Your first knife should be a versatile chef’s knife with a weight and size that is comfortable for you. You’ll immediately notice the difference when using a chef’s knife in the ease and comfort of your cuts. There isn’t one knife that is a perfect fit for everyone, so make sure to find the knife that is ideal for your chopping, mincing and dicing needs.
Once you’ve picked out your knife, it’s time to get familiar with how to use it. Here are five tips to help you use your chef’s knife to its maximum potential.
Control. Want increased control of your knife? Try gripping it by the base of the knife blade right in front of the handle with your thumb and index finger. Your other three fingers should wrap around the handle of the knife. This will feel weird at first but after a couple times you’ll realize you have much better control of your knife.
Cutting. When chopping your vegetables, don’t cut straight down but try running the knife through the vegetable by sliding it away from you while pressing down. This will require a chef’s knife with a long blade, but the slice will be more diagonal with less effort. Put the blade near the tip of the knife in the vegetable so that you have room to slice forward. Watch your other hand when cutting; hold the food with your fingers curled back like a bear claw so that you don’t cut off a finger that has gotten in the way.
Sharpen your knives! In order to continue cutting smoothly and with ease, always keep your knives sharp. Your knife should easily (and cleanly) cut through ingredients without needing a lot of force. Not sure if your knife is sharp enough? Try slicing through a tomato. A sharp knife can get through tomato skin without damaging the inside of the tomato or squeezing the juice out.

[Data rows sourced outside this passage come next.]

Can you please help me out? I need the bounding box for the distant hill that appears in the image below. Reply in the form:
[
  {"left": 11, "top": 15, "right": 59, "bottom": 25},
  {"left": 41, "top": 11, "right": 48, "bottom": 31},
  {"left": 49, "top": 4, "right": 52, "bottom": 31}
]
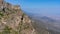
[{"left": 40, "top": 16, "right": 56, "bottom": 22}]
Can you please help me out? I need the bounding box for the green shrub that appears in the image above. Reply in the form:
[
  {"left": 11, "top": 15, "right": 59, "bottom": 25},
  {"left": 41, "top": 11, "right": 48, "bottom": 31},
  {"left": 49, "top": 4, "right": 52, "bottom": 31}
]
[
  {"left": 2, "top": 26, "right": 11, "bottom": 34},
  {"left": 0, "top": 11, "right": 4, "bottom": 17}
]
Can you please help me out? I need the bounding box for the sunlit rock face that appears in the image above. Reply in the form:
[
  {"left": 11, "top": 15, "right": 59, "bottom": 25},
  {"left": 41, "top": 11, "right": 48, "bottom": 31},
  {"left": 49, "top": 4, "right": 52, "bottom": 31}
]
[
  {"left": 11, "top": 5, "right": 20, "bottom": 10},
  {"left": 0, "top": 0, "right": 38, "bottom": 34},
  {"left": 0, "top": 0, "right": 3, "bottom": 4}
]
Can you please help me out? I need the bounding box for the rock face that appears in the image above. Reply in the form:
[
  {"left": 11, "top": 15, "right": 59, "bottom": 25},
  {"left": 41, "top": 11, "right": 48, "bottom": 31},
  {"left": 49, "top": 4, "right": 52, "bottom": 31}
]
[{"left": 0, "top": 0, "right": 37, "bottom": 34}]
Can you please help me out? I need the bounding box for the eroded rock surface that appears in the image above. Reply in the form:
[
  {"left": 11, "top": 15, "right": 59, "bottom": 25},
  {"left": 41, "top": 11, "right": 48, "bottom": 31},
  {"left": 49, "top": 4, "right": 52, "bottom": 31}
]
[{"left": 0, "top": 0, "right": 37, "bottom": 34}]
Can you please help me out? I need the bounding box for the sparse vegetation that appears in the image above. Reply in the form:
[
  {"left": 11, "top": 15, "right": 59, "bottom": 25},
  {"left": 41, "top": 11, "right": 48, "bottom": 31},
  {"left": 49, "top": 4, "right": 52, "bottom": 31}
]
[
  {"left": 0, "top": 11, "right": 4, "bottom": 19},
  {"left": 0, "top": 12, "right": 4, "bottom": 16},
  {"left": 0, "top": 26, "right": 18, "bottom": 34},
  {"left": 17, "top": 20, "right": 30, "bottom": 34},
  {"left": 2, "top": 26, "right": 11, "bottom": 34},
  {"left": 0, "top": 26, "right": 11, "bottom": 34},
  {"left": 24, "top": 24, "right": 30, "bottom": 29}
]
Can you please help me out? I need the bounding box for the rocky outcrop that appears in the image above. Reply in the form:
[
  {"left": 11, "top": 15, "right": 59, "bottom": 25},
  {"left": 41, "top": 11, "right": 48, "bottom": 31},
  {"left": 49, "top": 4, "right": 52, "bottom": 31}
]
[{"left": 0, "top": 0, "right": 38, "bottom": 34}]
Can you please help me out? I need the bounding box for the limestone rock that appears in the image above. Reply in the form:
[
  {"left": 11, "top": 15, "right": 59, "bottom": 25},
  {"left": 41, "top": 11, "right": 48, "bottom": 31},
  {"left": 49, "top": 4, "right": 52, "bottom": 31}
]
[{"left": 0, "top": 0, "right": 37, "bottom": 34}]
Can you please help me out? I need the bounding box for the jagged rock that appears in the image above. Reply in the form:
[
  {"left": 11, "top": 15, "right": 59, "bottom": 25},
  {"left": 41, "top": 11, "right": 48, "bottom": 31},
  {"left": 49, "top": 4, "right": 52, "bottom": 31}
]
[{"left": 0, "top": 0, "right": 38, "bottom": 34}]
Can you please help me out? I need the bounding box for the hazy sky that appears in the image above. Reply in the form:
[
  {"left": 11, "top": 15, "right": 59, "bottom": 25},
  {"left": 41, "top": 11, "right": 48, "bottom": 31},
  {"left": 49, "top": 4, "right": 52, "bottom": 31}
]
[
  {"left": 5, "top": 0, "right": 60, "bottom": 20},
  {"left": 5, "top": 0, "right": 60, "bottom": 8}
]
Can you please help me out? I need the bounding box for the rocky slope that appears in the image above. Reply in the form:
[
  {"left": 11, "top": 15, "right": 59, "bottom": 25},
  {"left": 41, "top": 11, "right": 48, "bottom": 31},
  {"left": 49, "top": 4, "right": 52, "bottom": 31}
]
[{"left": 0, "top": 0, "right": 38, "bottom": 34}]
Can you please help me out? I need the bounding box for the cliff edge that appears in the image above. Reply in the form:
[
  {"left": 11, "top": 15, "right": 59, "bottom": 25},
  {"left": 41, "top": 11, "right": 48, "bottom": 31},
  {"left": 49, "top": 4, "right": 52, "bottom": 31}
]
[{"left": 0, "top": 0, "right": 37, "bottom": 34}]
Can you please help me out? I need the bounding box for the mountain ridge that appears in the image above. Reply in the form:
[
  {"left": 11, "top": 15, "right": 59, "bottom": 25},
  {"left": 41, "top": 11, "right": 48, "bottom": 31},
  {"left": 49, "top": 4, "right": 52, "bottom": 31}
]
[{"left": 0, "top": 0, "right": 38, "bottom": 34}]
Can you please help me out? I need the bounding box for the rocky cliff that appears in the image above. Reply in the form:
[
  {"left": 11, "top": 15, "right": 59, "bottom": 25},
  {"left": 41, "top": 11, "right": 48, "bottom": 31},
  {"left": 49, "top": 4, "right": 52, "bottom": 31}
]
[{"left": 0, "top": 0, "right": 37, "bottom": 34}]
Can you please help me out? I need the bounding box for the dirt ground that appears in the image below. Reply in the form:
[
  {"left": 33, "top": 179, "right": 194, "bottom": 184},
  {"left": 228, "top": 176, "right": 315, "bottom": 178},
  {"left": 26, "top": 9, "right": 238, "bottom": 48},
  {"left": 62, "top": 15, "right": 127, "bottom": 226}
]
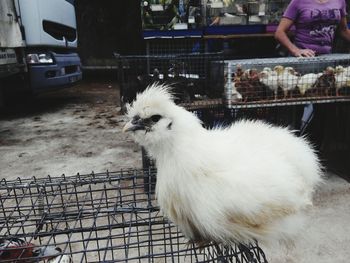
[
  {"left": 0, "top": 80, "right": 142, "bottom": 179},
  {"left": 0, "top": 81, "right": 349, "bottom": 262}
]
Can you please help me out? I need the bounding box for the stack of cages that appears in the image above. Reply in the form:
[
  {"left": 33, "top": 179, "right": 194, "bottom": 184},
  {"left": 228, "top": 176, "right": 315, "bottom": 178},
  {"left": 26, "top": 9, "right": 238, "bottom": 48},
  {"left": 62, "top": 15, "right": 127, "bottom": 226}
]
[
  {"left": 265, "top": 0, "right": 289, "bottom": 27},
  {"left": 141, "top": 0, "right": 203, "bottom": 31},
  {"left": 210, "top": 54, "right": 350, "bottom": 108},
  {"left": 0, "top": 170, "right": 268, "bottom": 263},
  {"left": 141, "top": 0, "right": 291, "bottom": 28},
  {"left": 141, "top": 0, "right": 206, "bottom": 57},
  {"left": 205, "top": 0, "right": 249, "bottom": 26},
  {"left": 204, "top": 0, "right": 290, "bottom": 26}
]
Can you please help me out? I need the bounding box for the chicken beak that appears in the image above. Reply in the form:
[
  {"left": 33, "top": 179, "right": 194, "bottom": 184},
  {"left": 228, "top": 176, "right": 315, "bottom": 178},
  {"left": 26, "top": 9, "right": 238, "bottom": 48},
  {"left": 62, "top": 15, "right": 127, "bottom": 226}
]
[{"left": 123, "top": 119, "right": 145, "bottom": 133}]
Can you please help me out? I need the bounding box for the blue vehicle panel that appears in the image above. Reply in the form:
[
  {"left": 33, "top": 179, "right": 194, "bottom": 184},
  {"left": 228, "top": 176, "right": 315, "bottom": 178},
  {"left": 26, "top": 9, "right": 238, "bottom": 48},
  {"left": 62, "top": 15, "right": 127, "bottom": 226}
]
[{"left": 29, "top": 52, "right": 82, "bottom": 92}]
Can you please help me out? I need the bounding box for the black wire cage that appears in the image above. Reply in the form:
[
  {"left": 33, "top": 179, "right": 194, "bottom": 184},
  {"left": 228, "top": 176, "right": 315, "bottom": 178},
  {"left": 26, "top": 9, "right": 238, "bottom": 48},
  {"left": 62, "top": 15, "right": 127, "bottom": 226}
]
[
  {"left": 115, "top": 52, "right": 225, "bottom": 111},
  {"left": 0, "top": 170, "right": 268, "bottom": 263}
]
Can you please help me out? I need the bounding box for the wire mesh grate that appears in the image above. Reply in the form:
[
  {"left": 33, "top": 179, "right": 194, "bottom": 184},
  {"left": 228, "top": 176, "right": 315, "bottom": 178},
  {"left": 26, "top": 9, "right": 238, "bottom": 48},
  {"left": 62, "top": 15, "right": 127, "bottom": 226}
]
[{"left": 0, "top": 170, "right": 268, "bottom": 263}]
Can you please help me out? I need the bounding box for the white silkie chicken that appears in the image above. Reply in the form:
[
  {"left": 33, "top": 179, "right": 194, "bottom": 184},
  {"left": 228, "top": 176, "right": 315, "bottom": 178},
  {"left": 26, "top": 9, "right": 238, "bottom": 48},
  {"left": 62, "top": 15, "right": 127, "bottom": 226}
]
[
  {"left": 259, "top": 70, "right": 279, "bottom": 100},
  {"left": 278, "top": 67, "right": 299, "bottom": 99},
  {"left": 48, "top": 255, "right": 72, "bottom": 263},
  {"left": 123, "top": 84, "right": 323, "bottom": 246},
  {"left": 297, "top": 73, "right": 322, "bottom": 96}
]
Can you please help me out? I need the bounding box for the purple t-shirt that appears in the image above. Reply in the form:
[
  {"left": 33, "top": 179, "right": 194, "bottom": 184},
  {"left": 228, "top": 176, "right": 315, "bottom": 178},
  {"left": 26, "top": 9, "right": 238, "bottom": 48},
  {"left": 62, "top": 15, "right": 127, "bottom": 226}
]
[{"left": 283, "top": 0, "right": 347, "bottom": 54}]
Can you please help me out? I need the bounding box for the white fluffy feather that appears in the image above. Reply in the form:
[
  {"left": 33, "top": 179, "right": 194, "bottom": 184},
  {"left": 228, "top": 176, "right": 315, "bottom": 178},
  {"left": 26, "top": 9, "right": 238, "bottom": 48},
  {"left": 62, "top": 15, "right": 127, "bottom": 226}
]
[{"left": 124, "top": 84, "right": 323, "bottom": 245}]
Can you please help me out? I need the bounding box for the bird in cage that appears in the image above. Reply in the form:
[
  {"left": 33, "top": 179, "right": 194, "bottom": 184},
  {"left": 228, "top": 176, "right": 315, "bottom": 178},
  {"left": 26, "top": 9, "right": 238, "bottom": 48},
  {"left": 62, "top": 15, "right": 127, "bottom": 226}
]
[
  {"left": 278, "top": 66, "right": 299, "bottom": 99},
  {"left": 314, "top": 66, "right": 336, "bottom": 97},
  {"left": 0, "top": 238, "right": 62, "bottom": 262},
  {"left": 235, "top": 69, "right": 254, "bottom": 102},
  {"left": 234, "top": 64, "right": 244, "bottom": 81},
  {"left": 123, "top": 84, "right": 323, "bottom": 246},
  {"left": 226, "top": 80, "right": 243, "bottom": 102},
  {"left": 297, "top": 72, "right": 322, "bottom": 97},
  {"left": 259, "top": 68, "right": 279, "bottom": 100},
  {"left": 335, "top": 65, "right": 350, "bottom": 96},
  {"left": 224, "top": 71, "right": 242, "bottom": 102},
  {"left": 342, "top": 65, "right": 350, "bottom": 77},
  {"left": 249, "top": 68, "right": 269, "bottom": 101},
  {"left": 235, "top": 68, "right": 267, "bottom": 102}
]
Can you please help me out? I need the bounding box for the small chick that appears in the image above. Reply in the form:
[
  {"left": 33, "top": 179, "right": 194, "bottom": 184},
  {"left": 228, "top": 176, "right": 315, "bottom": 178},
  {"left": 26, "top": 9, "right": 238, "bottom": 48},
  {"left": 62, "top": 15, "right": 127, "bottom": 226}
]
[
  {"left": 259, "top": 70, "right": 279, "bottom": 100},
  {"left": 231, "top": 82, "right": 243, "bottom": 101},
  {"left": 273, "top": 65, "right": 284, "bottom": 76},
  {"left": 339, "top": 65, "right": 350, "bottom": 77},
  {"left": 235, "top": 64, "right": 244, "bottom": 81},
  {"left": 314, "top": 66, "right": 335, "bottom": 96},
  {"left": 297, "top": 73, "right": 322, "bottom": 96},
  {"left": 262, "top": 67, "right": 272, "bottom": 73},
  {"left": 335, "top": 65, "right": 350, "bottom": 96},
  {"left": 124, "top": 84, "right": 323, "bottom": 246},
  {"left": 224, "top": 73, "right": 242, "bottom": 103},
  {"left": 278, "top": 67, "right": 299, "bottom": 99},
  {"left": 236, "top": 68, "right": 261, "bottom": 102}
]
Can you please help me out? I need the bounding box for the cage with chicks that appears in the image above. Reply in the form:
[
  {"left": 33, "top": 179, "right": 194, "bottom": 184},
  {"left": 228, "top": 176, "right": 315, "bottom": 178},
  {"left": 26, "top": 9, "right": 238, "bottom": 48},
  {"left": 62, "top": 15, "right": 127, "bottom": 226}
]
[
  {"left": 0, "top": 170, "right": 268, "bottom": 263},
  {"left": 210, "top": 53, "right": 350, "bottom": 108}
]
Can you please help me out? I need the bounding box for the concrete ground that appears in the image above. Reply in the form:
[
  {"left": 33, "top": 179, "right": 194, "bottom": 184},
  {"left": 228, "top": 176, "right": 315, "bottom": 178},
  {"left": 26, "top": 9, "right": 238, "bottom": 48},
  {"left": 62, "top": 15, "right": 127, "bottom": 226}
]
[
  {"left": 0, "top": 81, "right": 141, "bottom": 178},
  {"left": 0, "top": 81, "right": 349, "bottom": 262}
]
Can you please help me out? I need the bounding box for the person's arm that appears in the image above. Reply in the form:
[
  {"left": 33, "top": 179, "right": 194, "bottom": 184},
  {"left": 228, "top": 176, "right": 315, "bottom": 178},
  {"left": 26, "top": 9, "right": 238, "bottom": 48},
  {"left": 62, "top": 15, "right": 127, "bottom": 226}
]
[
  {"left": 275, "top": 18, "right": 315, "bottom": 57},
  {"left": 339, "top": 17, "right": 350, "bottom": 42}
]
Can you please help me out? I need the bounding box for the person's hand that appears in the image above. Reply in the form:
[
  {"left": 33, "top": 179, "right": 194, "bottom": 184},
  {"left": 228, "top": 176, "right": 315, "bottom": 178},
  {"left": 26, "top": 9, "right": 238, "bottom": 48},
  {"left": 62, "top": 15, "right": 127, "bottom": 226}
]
[{"left": 293, "top": 49, "right": 315, "bottom": 57}]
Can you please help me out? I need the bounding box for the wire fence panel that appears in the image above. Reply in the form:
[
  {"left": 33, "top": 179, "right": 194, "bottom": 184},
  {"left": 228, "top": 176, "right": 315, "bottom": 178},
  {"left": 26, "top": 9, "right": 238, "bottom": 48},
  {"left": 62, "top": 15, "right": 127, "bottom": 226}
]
[{"left": 0, "top": 170, "right": 268, "bottom": 263}]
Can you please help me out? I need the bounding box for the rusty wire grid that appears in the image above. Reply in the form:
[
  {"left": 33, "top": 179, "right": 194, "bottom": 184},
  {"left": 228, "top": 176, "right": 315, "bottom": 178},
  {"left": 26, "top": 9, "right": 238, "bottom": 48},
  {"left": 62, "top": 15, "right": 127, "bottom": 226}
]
[{"left": 0, "top": 169, "right": 268, "bottom": 263}]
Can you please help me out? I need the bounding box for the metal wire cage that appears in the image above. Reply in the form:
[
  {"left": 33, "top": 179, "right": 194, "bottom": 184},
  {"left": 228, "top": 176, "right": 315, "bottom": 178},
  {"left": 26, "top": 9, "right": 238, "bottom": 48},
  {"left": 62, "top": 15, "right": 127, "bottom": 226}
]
[
  {"left": 116, "top": 53, "right": 224, "bottom": 110},
  {"left": 212, "top": 54, "right": 350, "bottom": 108},
  {"left": 0, "top": 170, "right": 268, "bottom": 263},
  {"left": 141, "top": 0, "right": 203, "bottom": 31},
  {"left": 204, "top": 0, "right": 291, "bottom": 26}
]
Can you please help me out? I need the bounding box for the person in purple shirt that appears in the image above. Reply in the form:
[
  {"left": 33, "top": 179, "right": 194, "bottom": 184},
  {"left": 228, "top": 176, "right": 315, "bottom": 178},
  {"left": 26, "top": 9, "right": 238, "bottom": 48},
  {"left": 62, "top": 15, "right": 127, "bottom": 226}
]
[{"left": 275, "top": 0, "right": 350, "bottom": 57}]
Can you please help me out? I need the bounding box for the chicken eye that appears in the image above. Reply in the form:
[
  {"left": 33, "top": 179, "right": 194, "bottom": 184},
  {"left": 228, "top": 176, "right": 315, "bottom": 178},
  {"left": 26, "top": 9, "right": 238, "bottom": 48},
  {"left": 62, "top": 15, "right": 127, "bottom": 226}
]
[{"left": 150, "top": 114, "right": 162, "bottom": 123}]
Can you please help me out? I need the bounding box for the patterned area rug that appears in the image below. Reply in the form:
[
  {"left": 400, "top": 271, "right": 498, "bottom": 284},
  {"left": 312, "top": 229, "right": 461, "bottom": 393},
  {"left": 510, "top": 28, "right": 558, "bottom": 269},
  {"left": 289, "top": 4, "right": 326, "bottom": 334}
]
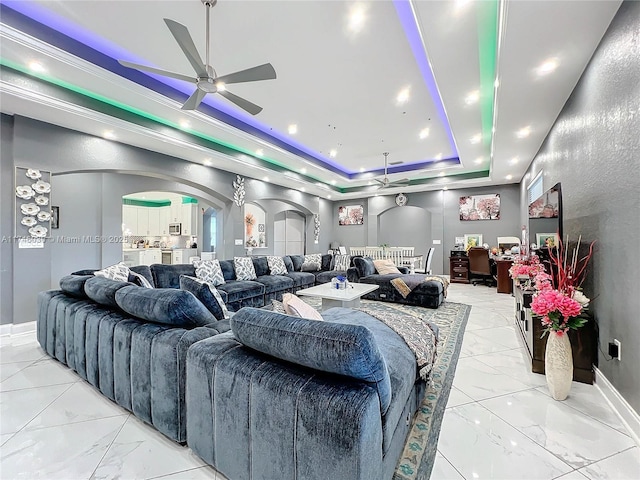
[{"left": 303, "top": 297, "right": 471, "bottom": 480}]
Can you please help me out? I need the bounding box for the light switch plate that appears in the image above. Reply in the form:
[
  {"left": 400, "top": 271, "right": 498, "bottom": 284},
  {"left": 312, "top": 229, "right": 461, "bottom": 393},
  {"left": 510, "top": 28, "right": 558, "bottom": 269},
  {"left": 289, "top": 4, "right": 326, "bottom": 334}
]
[
  {"left": 433, "top": 240, "right": 441, "bottom": 245},
  {"left": 234, "top": 239, "right": 243, "bottom": 245}
]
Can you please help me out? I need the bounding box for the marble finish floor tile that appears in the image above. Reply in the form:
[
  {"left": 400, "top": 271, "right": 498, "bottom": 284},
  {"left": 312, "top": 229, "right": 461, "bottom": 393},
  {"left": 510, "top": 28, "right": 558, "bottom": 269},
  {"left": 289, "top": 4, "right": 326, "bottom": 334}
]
[
  {"left": 438, "top": 403, "right": 573, "bottom": 479},
  {"left": 475, "top": 348, "right": 548, "bottom": 388},
  {"left": 0, "top": 360, "right": 33, "bottom": 382},
  {"left": 555, "top": 471, "right": 590, "bottom": 479},
  {"left": 459, "top": 330, "right": 516, "bottom": 358},
  {"left": 0, "top": 383, "right": 71, "bottom": 434},
  {"left": 0, "top": 340, "right": 45, "bottom": 364},
  {"left": 445, "top": 386, "right": 475, "bottom": 409},
  {"left": 148, "top": 466, "right": 222, "bottom": 479},
  {"left": 471, "top": 325, "right": 521, "bottom": 349},
  {"left": 452, "top": 356, "right": 533, "bottom": 401},
  {"left": 480, "top": 389, "right": 637, "bottom": 468},
  {"left": 91, "top": 416, "right": 206, "bottom": 480},
  {"left": 0, "top": 415, "right": 128, "bottom": 479},
  {"left": 578, "top": 447, "right": 640, "bottom": 479},
  {"left": 431, "top": 452, "right": 465, "bottom": 480},
  {"left": 24, "top": 381, "right": 129, "bottom": 431},
  {"left": 0, "top": 357, "right": 79, "bottom": 392}
]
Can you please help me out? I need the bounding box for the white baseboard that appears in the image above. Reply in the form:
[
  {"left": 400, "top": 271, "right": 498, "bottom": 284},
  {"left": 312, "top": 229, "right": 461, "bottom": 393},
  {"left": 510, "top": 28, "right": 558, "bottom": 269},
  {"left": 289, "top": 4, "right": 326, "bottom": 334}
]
[
  {"left": 0, "top": 321, "right": 36, "bottom": 337},
  {"left": 595, "top": 367, "right": 640, "bottom": 447}
]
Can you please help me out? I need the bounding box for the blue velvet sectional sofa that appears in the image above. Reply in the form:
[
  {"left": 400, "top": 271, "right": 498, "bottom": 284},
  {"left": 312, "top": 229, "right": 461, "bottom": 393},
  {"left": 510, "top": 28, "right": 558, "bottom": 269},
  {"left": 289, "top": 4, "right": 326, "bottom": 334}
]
[
  {"left": 36, "top": 254, "right": 436, "bottom": 479},
  {"left": 347, "top": 256, "right": 445, "bottom": 309}
]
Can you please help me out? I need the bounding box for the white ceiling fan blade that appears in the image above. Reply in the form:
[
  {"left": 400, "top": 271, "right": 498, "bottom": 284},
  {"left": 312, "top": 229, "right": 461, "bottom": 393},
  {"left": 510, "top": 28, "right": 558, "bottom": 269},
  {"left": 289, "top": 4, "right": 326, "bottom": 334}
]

Stability. Stabilize your cutting board with a rubber mat or wet towel underneath. This will keep the board from slipping underneath you, potentially causing you to cut yourself. In addition to wanting a stable cutting board, you’ll probably want your food to be stable as well, so cut the ends of rounded fruits and vegetables so that they lie flat.
Know your cuts. There are different ways to cut foods and different tricks for each.
- Chiffonade: Rolling and slicing. For example, stack up a few pieces of basil, roll them and thinly slice.
- Dice: Cutting a vegetable into cubes of a small, specific size.
- Mince: Roughly chop then rock your knife back and forth for an even smaller size.
- Julienne: Cutting a food item into long, thin strips similar to matchsticks. Carrots and peppers are popular julienne items.